And? What do you think they're spending those billions on? Giant computing centers in Utah and all the signals intelligence the entire country does --- all the satellites, all the underseas cable taps, all the deployments of hardware implants on Chinese military computers.
Exploit development is a rounding error in that budget.
Satellites and undersea cable taps fall to the NRO and the USN, though I'm sure the NSA pays for some of it. That is beside the point though, the issue is exploit to hardening ratio - not exploit to everything-else ratio.
Yes, and the USG (and DOD) spend vastly more on hardening than on offensive security. By orders of magnitude; note plural. Both in opex and (particularly) capex.
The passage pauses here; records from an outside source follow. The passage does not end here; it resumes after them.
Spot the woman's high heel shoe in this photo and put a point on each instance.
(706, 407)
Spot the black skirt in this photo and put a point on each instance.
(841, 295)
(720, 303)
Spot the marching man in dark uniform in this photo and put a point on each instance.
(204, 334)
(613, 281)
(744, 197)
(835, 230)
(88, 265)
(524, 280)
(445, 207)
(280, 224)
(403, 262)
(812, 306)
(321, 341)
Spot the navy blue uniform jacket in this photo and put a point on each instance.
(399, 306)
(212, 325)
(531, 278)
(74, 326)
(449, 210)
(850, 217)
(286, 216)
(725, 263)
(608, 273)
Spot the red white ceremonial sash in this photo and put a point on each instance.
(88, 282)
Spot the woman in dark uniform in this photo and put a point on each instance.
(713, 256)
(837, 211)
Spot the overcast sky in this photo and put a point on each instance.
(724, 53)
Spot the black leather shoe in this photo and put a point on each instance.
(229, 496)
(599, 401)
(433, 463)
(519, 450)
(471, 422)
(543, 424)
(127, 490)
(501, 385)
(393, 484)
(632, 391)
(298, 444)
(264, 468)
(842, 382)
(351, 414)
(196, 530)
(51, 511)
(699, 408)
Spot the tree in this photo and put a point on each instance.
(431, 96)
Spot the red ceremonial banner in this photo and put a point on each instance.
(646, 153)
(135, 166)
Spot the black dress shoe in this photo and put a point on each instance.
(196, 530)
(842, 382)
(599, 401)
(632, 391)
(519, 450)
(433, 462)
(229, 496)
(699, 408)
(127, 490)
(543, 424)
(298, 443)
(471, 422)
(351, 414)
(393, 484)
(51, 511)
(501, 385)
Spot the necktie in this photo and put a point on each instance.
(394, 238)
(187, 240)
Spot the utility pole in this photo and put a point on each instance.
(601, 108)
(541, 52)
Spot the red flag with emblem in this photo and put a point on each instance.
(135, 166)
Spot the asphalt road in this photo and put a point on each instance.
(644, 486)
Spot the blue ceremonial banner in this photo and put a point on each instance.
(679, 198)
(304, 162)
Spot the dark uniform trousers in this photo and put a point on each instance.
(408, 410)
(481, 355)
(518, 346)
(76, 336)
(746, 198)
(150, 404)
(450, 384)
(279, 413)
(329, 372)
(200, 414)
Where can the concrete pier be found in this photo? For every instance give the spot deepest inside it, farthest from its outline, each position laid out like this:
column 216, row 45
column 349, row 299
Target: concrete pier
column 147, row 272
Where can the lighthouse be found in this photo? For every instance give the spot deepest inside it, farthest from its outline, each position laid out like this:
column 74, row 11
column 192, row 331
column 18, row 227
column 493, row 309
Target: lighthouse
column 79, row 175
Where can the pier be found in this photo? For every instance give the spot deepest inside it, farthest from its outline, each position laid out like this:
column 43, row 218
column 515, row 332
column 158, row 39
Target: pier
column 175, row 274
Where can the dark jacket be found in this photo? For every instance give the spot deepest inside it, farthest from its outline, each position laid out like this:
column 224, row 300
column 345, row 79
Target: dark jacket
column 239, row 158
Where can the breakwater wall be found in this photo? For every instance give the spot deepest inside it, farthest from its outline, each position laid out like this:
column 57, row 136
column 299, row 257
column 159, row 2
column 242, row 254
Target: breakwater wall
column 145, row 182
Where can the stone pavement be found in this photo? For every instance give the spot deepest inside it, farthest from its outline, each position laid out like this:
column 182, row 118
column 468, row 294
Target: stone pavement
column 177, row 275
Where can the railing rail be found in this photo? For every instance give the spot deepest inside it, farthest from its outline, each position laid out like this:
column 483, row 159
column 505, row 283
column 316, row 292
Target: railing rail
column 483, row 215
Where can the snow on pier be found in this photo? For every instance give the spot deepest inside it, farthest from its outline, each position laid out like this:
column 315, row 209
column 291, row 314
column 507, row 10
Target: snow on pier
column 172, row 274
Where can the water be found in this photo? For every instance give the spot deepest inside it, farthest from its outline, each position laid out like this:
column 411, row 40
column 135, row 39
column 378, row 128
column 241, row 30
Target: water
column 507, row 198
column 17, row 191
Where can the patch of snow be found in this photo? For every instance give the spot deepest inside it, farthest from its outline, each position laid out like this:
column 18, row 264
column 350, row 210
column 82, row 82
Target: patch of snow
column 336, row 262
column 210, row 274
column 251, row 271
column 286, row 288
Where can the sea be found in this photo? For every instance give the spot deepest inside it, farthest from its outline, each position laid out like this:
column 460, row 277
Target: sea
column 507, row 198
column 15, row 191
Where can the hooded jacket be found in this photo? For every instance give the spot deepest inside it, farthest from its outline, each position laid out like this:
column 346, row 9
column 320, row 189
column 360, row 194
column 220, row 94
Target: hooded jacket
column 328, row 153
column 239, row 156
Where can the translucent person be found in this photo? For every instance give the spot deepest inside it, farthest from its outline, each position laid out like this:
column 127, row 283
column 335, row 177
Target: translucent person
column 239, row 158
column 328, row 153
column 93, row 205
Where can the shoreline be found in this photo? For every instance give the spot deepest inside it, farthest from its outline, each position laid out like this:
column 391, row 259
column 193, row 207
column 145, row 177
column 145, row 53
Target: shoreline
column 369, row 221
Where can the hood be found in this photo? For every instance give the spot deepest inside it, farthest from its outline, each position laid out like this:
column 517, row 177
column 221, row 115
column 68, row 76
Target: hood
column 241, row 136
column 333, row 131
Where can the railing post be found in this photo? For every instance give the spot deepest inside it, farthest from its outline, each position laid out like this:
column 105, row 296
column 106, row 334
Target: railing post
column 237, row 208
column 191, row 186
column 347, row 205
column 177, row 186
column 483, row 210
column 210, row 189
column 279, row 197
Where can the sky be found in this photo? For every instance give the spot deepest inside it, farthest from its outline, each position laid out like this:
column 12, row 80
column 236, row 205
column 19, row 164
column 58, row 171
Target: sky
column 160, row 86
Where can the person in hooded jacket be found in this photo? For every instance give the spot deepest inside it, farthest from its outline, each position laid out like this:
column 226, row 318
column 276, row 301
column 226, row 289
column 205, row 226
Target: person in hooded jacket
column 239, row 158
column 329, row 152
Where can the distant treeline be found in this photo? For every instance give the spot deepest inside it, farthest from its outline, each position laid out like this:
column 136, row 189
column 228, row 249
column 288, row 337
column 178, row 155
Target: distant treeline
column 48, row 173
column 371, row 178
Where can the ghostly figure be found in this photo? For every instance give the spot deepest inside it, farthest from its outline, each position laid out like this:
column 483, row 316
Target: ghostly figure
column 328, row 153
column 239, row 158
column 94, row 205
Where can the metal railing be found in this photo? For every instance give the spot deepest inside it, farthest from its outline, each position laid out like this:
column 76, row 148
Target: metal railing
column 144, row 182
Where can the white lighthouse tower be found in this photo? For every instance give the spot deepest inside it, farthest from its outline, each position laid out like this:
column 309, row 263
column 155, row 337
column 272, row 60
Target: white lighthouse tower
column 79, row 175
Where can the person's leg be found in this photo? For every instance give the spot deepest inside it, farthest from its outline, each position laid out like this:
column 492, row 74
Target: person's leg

Is the money being spent wisely? Different question. But: nobody really knows how to effectively spend 100MM on hardening (a nice round number I picked at random).
Nothing would make me happier than to be able to take your word for it, but I think your definition of "hardening" might be incredibly broad. DoD funding Ada development, SELinux, rainbow series, cyber grand challenge - hardening. DoD buying firewalls and maintaining Oracle licenses isn't hardening.
No, it isn't - it is basic network administration, and it does nothing to advance the state of the art. That is a bad faith interpretation, especially when considered in the context of offensive development. You're putting license maintenance in the same category as TCSEC, which broadens "hardening" to the point of losing all meaning - hell, throw in the cost of electricity to power the firewalls.
Exploit development is a rounding error in that budget.